Models Auto-Scaling with Kubernetes Event-Driven Autoscaling (KEDA) Experiment

June 10, 2025

6 Minutes Read

This experiment demonstrates a sophisticated autoscaling approach using:

FastAPI application
Prometheus Pushgateway
KEDA (Kubernetes Event-Driven Autoscaler)
Custom request tracking metrics

When the application receives requests, it records active request counts (or active “user requests”) and pushes these metrics to the Prometheus Pushgateway. Prometheus (deployed via the kube-prometheus-stack) then scrapes these metrics and KEDA uses a Prometheus-based trigger to scale the number of pods according to the load.

Repository Link

Access the repository via the following link: Keda Autoscaling Prototype

How it works in our case?

Connectivity Between ScaledObject and Deployment

The ScaledObject in KEDA serves as a mediator between your Kubernetes workloads and the scaling logic derived from external or internal event sources, like metrics. Here’s how it connects to your Deployment:

Reference to Deployment:
The ScaledObject includes a scaleTargetRef field, where you specify the target Deployment’s name and kind. This field indicates which Deployment should scale up or down based on the metrics the ScaledObject is monitoring.
Metric-Based Scaling:
The ScaledObject uses triggers—often based on metrics from Prometheus—to determine when the target Deployment’s replicas should increase or decrease. By configuring a Prometheus trigger, the ScaledObject queries a specified metric, such as the number of active requests, and compares it against thresholds.
Integration with Horizontal Pod Autoscaler (HPA):
Once the triggers fire, KEDA creates or updates a Horizontal Pod Autoscaler behind the scenes, adjusting the Deployment’s replica count. This ensures that as load or metric values rise, more pods are created to handle the demand, and as the metric falls, the cluster can scale down, freeing resources.
Fine-Grained Control:
The ScaledObject allows for setting minimum and maximum replica counts, ensuring that the Deployment remains within safe operating limits even as traffic patterns change.
triggers:
The triggers define what external metric or event KEDA should respond to for scaling decisions. Here, a single Prometheus trigger is configured.
- type: prometheus:
  Indicates that the trigger uses Prometheus metrics as the data source for scaling decisions.
- metadata:
  - serverAddress: Points to the Prometheus instance. In this case, http://prometheus-operated.kube-prometheus-stack.svc.cluster.local:9090 is the internal service address where Prometheus can be queried.
  - metricName: A label for the metric KEDA uses internally to track scaling. This should be a unique name that identifies the metric.
  - query: A PromQL query (sum(active_user_requests{model_id=”test-model”})) that retrieves the metric data from Prometheus. It sums all active_user_requests that match the label model_id=”test-model”.
  - threshold (20): The main scaling threshold. When the metric reaches or exceeds 20, it triggers an increase in replicas.
  - activationThreshold (10): Sets the lower limit at which scaling actions are considered. The Deployment will not scale unless the metric meets or exceeds a value of 10. This helps avoid unnecessary scaling actions when metrics are below this threshold.

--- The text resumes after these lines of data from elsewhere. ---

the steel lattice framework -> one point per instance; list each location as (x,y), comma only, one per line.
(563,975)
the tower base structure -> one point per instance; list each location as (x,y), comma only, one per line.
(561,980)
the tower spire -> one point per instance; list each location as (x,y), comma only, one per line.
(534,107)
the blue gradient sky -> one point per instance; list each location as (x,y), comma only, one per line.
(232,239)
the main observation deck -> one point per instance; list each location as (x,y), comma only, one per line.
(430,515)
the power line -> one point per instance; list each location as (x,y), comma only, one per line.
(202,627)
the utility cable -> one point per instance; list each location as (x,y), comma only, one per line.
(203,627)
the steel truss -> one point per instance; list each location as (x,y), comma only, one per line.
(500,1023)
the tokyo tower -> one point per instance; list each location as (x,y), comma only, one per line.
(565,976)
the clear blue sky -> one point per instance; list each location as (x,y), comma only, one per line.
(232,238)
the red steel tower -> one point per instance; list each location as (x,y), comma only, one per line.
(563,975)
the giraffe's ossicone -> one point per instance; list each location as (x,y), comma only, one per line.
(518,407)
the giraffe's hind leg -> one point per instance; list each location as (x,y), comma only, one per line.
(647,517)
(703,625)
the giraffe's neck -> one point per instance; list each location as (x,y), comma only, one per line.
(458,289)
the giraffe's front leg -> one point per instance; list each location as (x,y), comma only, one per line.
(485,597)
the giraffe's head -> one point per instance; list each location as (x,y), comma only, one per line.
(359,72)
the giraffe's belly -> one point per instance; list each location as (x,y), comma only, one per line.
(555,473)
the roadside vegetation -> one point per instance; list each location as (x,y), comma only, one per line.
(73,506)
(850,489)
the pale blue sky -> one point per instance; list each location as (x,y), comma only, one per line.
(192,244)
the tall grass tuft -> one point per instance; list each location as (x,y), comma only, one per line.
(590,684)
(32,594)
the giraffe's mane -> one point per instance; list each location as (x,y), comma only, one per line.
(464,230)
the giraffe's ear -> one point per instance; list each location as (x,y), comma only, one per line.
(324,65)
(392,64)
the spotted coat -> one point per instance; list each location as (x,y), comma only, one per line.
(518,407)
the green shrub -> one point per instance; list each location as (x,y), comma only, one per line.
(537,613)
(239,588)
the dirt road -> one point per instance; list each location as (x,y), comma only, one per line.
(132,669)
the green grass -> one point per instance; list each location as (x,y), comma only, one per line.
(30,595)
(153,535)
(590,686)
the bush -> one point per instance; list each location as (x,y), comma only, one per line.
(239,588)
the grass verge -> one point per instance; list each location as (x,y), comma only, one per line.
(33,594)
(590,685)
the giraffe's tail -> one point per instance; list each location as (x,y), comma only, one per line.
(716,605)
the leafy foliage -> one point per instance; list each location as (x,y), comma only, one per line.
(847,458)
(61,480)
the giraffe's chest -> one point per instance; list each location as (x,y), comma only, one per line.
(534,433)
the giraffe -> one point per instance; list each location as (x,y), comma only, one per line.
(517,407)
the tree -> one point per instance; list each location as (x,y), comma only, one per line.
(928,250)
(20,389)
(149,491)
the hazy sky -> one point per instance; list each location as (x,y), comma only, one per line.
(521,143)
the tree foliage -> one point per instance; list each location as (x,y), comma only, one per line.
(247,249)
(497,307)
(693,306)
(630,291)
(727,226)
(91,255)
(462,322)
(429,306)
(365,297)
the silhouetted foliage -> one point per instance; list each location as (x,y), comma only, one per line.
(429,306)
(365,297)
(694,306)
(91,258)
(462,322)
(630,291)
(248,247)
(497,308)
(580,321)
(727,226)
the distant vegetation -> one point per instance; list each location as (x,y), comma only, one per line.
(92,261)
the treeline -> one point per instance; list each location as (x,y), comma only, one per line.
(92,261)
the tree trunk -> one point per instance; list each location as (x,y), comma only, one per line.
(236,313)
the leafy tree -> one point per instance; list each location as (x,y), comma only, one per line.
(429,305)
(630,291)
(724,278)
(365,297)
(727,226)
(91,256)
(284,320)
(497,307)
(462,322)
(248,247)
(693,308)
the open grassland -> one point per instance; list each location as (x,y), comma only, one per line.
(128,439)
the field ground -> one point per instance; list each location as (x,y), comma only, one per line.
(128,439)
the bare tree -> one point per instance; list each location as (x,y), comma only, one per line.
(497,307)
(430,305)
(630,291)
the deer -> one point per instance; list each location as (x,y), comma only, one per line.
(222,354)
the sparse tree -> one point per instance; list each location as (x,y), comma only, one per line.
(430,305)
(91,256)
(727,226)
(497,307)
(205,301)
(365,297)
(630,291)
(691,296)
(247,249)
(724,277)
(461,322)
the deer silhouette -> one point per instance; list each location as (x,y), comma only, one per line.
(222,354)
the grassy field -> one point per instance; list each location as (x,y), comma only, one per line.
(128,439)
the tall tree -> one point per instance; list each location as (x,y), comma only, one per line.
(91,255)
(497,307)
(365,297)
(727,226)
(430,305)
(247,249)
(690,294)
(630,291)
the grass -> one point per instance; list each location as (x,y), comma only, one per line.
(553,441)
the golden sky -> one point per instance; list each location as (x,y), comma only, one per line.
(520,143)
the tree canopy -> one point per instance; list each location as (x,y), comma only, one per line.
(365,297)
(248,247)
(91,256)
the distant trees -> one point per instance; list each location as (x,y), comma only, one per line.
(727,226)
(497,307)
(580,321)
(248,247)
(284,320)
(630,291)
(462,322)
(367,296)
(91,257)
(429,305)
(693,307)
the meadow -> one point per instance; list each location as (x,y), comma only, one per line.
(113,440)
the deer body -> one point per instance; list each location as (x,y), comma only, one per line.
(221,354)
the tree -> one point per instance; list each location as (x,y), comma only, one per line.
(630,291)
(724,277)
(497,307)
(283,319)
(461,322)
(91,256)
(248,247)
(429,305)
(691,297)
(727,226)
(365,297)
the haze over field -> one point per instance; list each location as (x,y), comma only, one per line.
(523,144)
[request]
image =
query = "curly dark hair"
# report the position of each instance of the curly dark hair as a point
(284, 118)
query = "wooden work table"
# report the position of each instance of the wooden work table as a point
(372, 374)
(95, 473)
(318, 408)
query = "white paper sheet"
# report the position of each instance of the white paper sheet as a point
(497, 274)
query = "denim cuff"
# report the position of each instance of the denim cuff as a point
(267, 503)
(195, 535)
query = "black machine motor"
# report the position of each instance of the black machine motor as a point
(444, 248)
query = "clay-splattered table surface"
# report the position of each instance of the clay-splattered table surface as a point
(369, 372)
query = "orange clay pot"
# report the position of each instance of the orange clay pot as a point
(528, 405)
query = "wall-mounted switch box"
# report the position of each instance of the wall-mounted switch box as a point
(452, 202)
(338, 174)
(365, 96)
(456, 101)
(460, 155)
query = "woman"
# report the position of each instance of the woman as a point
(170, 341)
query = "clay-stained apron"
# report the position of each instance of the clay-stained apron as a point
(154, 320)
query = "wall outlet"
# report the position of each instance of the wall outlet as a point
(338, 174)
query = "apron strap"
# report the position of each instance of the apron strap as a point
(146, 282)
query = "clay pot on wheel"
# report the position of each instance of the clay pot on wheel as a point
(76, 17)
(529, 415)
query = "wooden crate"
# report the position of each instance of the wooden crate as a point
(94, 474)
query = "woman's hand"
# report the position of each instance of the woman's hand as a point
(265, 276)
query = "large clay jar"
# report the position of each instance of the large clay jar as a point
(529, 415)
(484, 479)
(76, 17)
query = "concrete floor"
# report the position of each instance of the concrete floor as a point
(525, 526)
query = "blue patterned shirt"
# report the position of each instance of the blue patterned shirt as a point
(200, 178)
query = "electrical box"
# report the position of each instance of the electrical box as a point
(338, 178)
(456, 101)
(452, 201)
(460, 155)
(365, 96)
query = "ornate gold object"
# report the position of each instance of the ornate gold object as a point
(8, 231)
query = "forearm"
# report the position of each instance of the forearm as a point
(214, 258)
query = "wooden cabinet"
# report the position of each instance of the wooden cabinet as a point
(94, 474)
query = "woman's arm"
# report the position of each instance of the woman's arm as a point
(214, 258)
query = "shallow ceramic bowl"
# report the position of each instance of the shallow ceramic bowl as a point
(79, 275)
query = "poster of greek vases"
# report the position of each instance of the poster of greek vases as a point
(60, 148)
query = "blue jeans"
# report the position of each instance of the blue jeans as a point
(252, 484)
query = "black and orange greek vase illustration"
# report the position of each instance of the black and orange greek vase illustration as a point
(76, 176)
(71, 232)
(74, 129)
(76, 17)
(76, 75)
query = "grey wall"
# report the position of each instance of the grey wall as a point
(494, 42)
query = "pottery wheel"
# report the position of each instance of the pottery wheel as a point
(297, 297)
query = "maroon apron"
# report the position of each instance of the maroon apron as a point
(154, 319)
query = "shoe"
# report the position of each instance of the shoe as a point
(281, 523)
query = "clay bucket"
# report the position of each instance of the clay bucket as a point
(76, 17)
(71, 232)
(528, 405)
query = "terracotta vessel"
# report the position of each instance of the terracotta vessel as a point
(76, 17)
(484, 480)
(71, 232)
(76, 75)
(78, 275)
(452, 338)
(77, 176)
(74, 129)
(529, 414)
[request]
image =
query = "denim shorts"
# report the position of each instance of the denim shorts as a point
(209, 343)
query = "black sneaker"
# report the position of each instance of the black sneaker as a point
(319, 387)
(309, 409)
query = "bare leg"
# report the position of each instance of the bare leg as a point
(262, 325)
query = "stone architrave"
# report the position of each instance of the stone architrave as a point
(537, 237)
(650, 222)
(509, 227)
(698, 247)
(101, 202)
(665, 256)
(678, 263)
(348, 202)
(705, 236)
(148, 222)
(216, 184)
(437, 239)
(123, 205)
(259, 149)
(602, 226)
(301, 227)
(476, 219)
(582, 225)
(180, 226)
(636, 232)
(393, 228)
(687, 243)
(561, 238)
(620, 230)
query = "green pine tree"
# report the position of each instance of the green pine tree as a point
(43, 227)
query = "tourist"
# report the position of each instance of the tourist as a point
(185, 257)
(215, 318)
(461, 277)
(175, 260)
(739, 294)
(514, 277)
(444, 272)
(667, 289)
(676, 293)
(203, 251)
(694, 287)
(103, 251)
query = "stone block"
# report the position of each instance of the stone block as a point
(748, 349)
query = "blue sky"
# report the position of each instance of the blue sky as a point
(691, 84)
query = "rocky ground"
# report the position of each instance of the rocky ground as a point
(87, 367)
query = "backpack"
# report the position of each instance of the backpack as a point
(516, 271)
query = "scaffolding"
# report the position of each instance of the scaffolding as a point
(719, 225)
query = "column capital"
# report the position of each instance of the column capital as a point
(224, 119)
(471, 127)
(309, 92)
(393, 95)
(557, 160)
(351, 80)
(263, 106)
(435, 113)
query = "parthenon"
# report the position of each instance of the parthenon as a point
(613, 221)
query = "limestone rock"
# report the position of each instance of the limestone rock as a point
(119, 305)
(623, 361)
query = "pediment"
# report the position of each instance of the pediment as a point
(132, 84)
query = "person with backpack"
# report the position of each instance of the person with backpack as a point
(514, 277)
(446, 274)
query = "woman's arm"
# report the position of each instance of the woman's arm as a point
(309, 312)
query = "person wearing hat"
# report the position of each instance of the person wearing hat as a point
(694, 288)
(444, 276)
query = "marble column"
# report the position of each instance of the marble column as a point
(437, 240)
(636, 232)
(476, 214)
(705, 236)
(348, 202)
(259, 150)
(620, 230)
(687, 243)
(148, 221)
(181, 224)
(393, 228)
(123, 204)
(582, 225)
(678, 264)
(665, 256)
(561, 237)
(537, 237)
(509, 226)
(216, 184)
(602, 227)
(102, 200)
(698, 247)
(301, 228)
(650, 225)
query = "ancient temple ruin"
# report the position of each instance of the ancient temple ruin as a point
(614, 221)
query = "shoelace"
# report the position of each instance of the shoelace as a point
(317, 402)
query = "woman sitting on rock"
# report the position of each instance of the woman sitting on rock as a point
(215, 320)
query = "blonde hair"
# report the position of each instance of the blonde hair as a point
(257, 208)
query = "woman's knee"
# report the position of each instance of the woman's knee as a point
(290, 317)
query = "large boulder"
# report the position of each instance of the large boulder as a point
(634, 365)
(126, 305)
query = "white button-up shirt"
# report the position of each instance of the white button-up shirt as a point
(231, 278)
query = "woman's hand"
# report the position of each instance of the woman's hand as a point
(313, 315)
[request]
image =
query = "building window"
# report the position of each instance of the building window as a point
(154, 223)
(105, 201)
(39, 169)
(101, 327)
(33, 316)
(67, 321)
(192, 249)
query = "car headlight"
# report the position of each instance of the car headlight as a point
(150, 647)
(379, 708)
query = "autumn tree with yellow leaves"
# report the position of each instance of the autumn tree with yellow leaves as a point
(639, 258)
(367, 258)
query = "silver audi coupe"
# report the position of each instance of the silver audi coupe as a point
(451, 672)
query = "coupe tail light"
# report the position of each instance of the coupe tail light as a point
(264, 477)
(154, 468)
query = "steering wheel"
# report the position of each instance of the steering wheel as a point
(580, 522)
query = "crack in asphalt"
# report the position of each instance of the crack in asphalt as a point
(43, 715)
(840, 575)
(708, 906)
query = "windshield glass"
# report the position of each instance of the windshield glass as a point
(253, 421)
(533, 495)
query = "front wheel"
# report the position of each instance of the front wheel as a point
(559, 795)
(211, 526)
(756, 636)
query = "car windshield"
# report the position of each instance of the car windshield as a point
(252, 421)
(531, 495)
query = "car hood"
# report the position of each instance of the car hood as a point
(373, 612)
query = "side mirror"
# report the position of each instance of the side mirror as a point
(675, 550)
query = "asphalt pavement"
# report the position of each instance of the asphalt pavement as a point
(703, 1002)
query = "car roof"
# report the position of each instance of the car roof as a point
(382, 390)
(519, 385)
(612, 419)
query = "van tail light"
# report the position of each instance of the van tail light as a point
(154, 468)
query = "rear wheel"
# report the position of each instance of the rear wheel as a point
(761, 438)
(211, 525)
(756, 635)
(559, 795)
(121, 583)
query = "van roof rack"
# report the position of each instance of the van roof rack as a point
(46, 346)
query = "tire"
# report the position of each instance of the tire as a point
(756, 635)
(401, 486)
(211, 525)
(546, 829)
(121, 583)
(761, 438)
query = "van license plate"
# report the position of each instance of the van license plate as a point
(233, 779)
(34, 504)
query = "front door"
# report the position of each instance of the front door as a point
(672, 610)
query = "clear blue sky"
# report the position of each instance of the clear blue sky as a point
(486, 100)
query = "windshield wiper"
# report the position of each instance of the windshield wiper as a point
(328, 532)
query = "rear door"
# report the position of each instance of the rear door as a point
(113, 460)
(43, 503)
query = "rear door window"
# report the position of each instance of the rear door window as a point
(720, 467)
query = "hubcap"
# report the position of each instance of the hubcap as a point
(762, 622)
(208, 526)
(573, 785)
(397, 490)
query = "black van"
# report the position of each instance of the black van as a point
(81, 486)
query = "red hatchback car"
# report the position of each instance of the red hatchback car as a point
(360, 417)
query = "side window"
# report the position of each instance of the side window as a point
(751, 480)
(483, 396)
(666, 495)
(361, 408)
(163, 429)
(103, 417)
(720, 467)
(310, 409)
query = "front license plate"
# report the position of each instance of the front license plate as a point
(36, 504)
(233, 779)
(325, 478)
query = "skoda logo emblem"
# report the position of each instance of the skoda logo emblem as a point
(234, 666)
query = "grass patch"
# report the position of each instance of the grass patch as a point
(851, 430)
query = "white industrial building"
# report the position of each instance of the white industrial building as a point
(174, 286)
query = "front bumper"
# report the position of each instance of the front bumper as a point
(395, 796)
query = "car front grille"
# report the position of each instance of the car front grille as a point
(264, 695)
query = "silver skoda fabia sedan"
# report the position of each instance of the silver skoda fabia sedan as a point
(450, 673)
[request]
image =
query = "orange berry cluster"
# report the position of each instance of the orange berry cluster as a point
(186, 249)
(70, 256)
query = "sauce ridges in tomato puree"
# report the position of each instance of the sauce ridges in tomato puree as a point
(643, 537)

In essence, the ScaledObject is the glue that ties a metric-driven autoscaling policy directly to a Kubernetes Deployment, enabling dynamic resource scaling based on real-time application load.

After the metric reaches or exceeds 20:

System Architecture

Components

Application (app.py):
- FastAPI web service
- Tracks active requests using custom middleware
- Pushes metrics to Prometheus Pushgateway
Metrics Gateway (prom_gateway.py):
- Manages request tracking
- Calculates active requests within a sliding time window
- Pushes metrics to Pushgateway
Deployment Configuration:
- Kubernetes Deployment
- Service for exposing the application
- KEDA ScaledObject for dynamic scaling
Stress Testing Tool (stress_test.py):
- Simulates concurrent user load
- Measures application performance and scaling behavior

Key Technical Details

Request Tracking Mechanism

Uses a thread-safe sliding window approach
Tracks request timestamps within a configurable time window (default 60 seconds)
Pushes active request count to Prometheus Pushgateway

Metric Push Strategy

Custom metric: active_user_requests
Labeled with model_id for granular tracking
Uses HTTP PUT to Prometheus Pushgateway

Autoscaling Trigger

KEDA ScaledObject configures scaling based on Prometheus metrics
Scales when active_user_requests exceeds 20
Minimum 1 replica, maximum 10 replicas
15-second polling interval
30-second cooldown period

Prerequisites

Required Kubernetes Components

Kubernetes Cluster
KEDA Installed
Prometheus Operator
Prometheus Pushgateway

Troubleshooting

Common Issues

Metric Not Pushing:
- Check Pushgateway connectivity
- Verify network policies
- Validate metric format
KEDA Scaling Problems:
- Confirm Prometheus service URL
- Check KEDA operator logs
- Verify RBAC permissions

Implementation Proposal

We need to achieve the following:

Auto scale the model based on a metric value
There’s at least one pod running for the model (never downscale to 0)
Scale based on a pre-defined config in the model version
Scaling should be fast, as we shouldn’t download the model on each created replica

KEDA supports many scalers. For V1, we can use Prometheus only.

Requirements:
1. Auto scaling with the current deployment config will make it very slow, as there’s no shared volume between the different pods in the same model deployment. So, each time the a new instance is created, the model needs to be downloaded again. With large models (i.e 70B, 180B) this can take hours. So, as a first step we need to use PVC with model deployment replicas: MLOPS-2018 – Use PVC with model deployment replicas Closed
2. Deployment images download: if the deployment image is not cached in the node, it can take up to 3 minutes to download in NVIDIA and 12 minutes in AMD (ROCm images are relatively large). So, all the time, these images must be cached on the nodes once platform is deployed on a new cluster. (TO BE DISCUSSED WITH THE INFRA TEAM)
Metrics to start with
1. number of concurrent requests, once implemented: MLOPS-1994 – Expose ML models metrics from inference API gateway (V2) Done
Auto scaling config:
1. a new section will be added to the model version where the user can configure the auto scaling scenarios. For instance:
  1. metric: dropdown list with the supported metrics for auto scaling (for v1 it’s only number of concurrent requests)
  2. threshold: number of “metric“ value per each instance. For example, if threshold is 10, 15 concurrent users will create 2 instances.
  3. min replicas: min value is 1
  4. max replicas
When to activate Auto-Scaling:
1. Performance benchmark can affect the auto scaling as it can exceed the threshold and trigger another instance which is not needed and may affect the performance benchmark results. Performance benchmark is only allowed in the “stagging“ stage. So, we can just enable auto-scaling in the “production“ stage, where the performance benchmark is not allowed and it actually makes sense to just use auto-scaling in production.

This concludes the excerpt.